NARA has always been a proudly nonpartisan institution; it holds and protects sacred historical documents, and it is our nation’s collective memory bank. From the Declaration of Independence to the files of the tiniest bureau of the federal government, it’s all there, neatly filed. The presidential libraries chronicle the policies and proclamations of Republican and Democratic presidents alike, providing the essential primary-source material for analyzing their impact on the country and the world.

In recent decades, the archives have been open to all researchers, and therefore to all stripes of historical interpretation. Public programs, including book talks, bring the documents to life, expanding our understanding of the national story and fortifying our collective ownership of our nation’s past—its triumphs and its mistakes. They serve an educational function, which is why it makes sense that they are under attack. Another of the president’s executive orders promotes “patriotic education” in the country’s K–12 schools, threatening to withhold federal funding from those that teach that the United States is “fundamentally racist, sexist or otherwise discriminatory.” That cuts out a lot of history.

Under the new administration, the National Endowment for the Arts has declared that its most urgent priority is funding projects that honor the 250th anniversary of the signing of the Declaration of Independence. Our foundational document, held and displayed in the National Archives building on the National Mall, insists that all men are created equal and rails against the tyranny of despots and kings. It is certainly patriotic; it is also revolutionary in every sense of the word. The president is right to recognize its monumental importance, and he should also honor the principles written into it.

[Read: Control. Alt. Delete.]

Septima Clark was dedicated to making her country live up to its democratic ideals, to honor in practice—not just in words or flag pins—the historical principles outlined in the Declaration and the Constitution. A widowed grandmother who stood up to local tyrants, she lost her job and 40 years of pension benefits in 1956 when she refused to renounce her membership in the NAACP, which the southern states had outlawed as “subversive” and “Communist.” She took her teaching talents to the emerging civil-rights movement, developing hundreds of “citizenship schools” across the South that trained tens of thousands of Black citizens to read, write, and reclaim their voting rights. She stared down the Klan, knelt in prayer before a southern sheriff’s tanks, guided the hands of the poor and unlettered so they could hold a pencil and sign their name at the voter-registration office.
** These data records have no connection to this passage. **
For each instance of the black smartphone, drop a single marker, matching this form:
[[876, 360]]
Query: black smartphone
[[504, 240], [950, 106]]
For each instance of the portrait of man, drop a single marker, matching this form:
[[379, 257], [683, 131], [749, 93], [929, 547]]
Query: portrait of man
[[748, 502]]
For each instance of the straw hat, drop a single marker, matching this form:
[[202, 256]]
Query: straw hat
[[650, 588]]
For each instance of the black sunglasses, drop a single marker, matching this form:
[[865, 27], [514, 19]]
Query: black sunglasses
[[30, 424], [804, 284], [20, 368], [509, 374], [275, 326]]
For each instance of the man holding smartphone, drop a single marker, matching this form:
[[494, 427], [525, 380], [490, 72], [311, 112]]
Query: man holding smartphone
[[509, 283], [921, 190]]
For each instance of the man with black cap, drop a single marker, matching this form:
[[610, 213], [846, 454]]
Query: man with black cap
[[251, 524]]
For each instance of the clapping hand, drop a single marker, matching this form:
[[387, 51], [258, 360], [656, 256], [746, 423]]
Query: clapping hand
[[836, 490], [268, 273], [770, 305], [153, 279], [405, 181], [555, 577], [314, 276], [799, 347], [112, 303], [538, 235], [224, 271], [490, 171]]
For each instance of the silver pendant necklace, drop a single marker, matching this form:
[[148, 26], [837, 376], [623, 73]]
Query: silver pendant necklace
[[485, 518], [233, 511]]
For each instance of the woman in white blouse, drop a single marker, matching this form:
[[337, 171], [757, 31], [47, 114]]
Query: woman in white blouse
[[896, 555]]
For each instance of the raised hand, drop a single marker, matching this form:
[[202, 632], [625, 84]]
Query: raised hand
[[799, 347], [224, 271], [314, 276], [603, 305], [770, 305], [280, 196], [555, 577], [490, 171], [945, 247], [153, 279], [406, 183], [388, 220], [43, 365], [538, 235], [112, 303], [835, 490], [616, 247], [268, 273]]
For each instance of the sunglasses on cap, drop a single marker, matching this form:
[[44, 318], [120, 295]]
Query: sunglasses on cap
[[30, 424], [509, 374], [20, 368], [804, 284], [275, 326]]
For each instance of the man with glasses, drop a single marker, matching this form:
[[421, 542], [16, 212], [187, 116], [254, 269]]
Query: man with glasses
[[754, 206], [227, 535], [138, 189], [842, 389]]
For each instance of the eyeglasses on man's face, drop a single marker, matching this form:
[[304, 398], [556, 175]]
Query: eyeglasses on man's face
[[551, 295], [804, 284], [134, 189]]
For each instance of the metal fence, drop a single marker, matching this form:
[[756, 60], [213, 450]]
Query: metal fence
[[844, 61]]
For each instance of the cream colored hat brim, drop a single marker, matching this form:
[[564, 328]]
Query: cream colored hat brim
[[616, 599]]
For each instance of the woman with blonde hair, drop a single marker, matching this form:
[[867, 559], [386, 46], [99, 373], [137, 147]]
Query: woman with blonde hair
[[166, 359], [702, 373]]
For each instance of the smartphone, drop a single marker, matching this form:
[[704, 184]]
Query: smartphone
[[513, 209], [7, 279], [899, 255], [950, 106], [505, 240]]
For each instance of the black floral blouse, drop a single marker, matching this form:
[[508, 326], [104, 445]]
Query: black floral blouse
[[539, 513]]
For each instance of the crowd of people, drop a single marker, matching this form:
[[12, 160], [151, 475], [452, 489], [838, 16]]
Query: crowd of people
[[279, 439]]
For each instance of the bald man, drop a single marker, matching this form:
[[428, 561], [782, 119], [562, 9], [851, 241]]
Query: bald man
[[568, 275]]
In this new culture of cancellations, it seems—though no official will admit it—that this story does not fit into the administration’s definition of “patriotic” narratives of American history. I would argue that the story is absolutely one of fierce patriots—Black citizens who so loved and believed in the promise of the United States, in the constitutional right to vote, in the Declaration’s claim of equality, that they faced down suppression, violent reprisals, economic ruin, imprisonment, and death to participate in their own government and assert their rights as Americans.
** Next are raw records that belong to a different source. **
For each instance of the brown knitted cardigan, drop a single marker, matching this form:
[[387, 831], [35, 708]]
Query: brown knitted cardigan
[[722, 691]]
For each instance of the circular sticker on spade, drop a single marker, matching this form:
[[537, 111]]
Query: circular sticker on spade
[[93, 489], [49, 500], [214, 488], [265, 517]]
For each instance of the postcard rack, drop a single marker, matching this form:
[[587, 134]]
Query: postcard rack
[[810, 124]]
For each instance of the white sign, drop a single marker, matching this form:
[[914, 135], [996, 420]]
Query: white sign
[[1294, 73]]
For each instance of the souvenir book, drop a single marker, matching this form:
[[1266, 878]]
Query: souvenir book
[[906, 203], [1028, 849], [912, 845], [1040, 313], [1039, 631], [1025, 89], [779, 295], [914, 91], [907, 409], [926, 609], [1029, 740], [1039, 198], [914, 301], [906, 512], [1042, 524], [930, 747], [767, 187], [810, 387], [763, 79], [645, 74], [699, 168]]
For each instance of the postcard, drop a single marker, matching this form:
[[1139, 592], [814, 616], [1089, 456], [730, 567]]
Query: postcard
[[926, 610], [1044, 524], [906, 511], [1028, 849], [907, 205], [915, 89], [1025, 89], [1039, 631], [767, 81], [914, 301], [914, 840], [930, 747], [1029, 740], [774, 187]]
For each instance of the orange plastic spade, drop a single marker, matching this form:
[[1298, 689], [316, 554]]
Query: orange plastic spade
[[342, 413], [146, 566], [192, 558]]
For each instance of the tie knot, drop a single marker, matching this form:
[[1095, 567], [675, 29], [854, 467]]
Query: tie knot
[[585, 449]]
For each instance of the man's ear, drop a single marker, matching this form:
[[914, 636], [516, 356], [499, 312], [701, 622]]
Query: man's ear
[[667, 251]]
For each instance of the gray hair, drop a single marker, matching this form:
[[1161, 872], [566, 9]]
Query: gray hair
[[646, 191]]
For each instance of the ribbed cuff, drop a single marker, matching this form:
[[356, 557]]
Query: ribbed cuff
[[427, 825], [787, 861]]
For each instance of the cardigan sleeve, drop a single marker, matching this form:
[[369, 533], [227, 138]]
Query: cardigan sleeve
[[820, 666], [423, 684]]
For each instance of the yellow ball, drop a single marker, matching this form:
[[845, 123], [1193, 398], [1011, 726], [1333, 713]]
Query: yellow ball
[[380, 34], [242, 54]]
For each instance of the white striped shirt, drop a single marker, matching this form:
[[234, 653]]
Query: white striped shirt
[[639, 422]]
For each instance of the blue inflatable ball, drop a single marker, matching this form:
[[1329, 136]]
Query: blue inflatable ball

I think Clark would have some sharp words for the current administration, with its callous attempts to bend language, art, science, and history to its liking. “I believe unconditionally in the ability of people to respond when they are told the truth,” Clark proclaimed. “We need to be taught to study rather than believe, to inquire rather than to affirm.” This may not fit the current government’s definition of patriotism, but to me, it’s the right spirit in which to honor the history and guard the future of the United States. It’s the kind of patriotism we need right now.